La Clé de verre

Titre original : The Glass Key
Année : 1942
Réalisation : Stuart Heisler
Avec : Alan Ladd, Veronica Lake, Brian Donlevy
Que du beau monde ! Alan Ladd, Veronica Lake et tous les meilleurs seconds rôles de l’époque. Un pur film noir. Alan Ladd en parfait antihéros, limite masochiste, aimant se faire casser la gueule (on dirait Nicholson dans Chinatown). Une garce, un mafioso romantique, et une histoire incompréhensible. Il n’y a rien à y faire, les Hammett et les Chandler, je n’y comprendrais jamais rien, et c’est tant mieux. Une bonne histoire, c’est une histoire qui fait semblant et qui arrive à nous faire oublier qu’on regarde un film. Et là, une seule règle, la bienséance, pas de celle qui choque, mais de celle qui quand on en manque nous laisse sur le quai.
L’intrigue vaut que dalle, mais il faut faire comme si et se débrouiller pour éviter les incohérences ou les facilités qui peuvent même troubler les spectateurs appliqués à regarder autre chose. Un bon film, c’est comme un bon papier peint : ça doit faire joli, ça doit présenter une unité, créer une ambiance, mais surtout, ça doit s’effacer derrière la pièce pour mettre en valeur l’essentiel : la cohérence d’ensemble. Rien ne doit attirer le regard, ce n’est plus un papier peint, on doit se sentir comme chez soi. Et même la Veronica, elle pourrait passer chez le coiffeur qu’on n’y prêterait plus attention. Si ça colle à l’esprit. C’est tout un art, la transparence. Arriver à pondre des intrigues qui donnent à voir, avec le bon nombre de scènes à faire, avec la bonne partition et le nombre de personnages qui s’affrontent dans une même pièce. Le reste, c’est du polissage. Les intrigues se valent toutes. Ce qui compte, c’est de savoir si les motifs, les couleurs, si tout ça est accordé.

La Clé de verre, The Glass Key, Stuart Heisler 1942 | Paramount Pictures
La mise en scène laisse parfois un peu à désirer, pas forcément à cause du cinéaste (totalement inconnu) mais peut-être aussi parce que c’est l’époque qui veut ça, ou le genre. Et ce n’est pas non plus du Howard Hughes aux commandes. Un bon petit film de série B en somme.

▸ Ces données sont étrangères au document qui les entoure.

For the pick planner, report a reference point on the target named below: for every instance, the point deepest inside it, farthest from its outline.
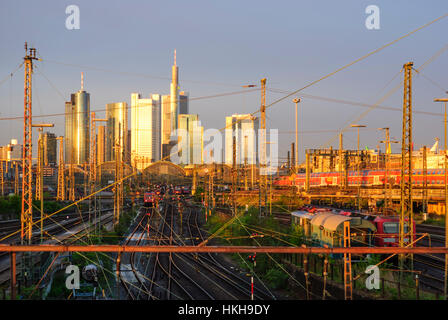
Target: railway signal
(252, 258)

C’est étrange, je n’aimais pas beaucoup Alan Ladd avant ça… Je m’y fais, il a sacrément la classe. Le genre de personnages qui reste quoi qu’il arrive imperméable à ce qui se passe autour de lui, limite insolent dans sa désinvolture et dans ses piques — les beaux types ne sont jamais meilleurs que quand ils ne sourient pas… ils passent pour des bellâtres sinon. (Quoique…, pour moi, pas plus grand que Ladd, acteur beau comme un bœuf, ça n’a jamais rien changé à ma carrière.)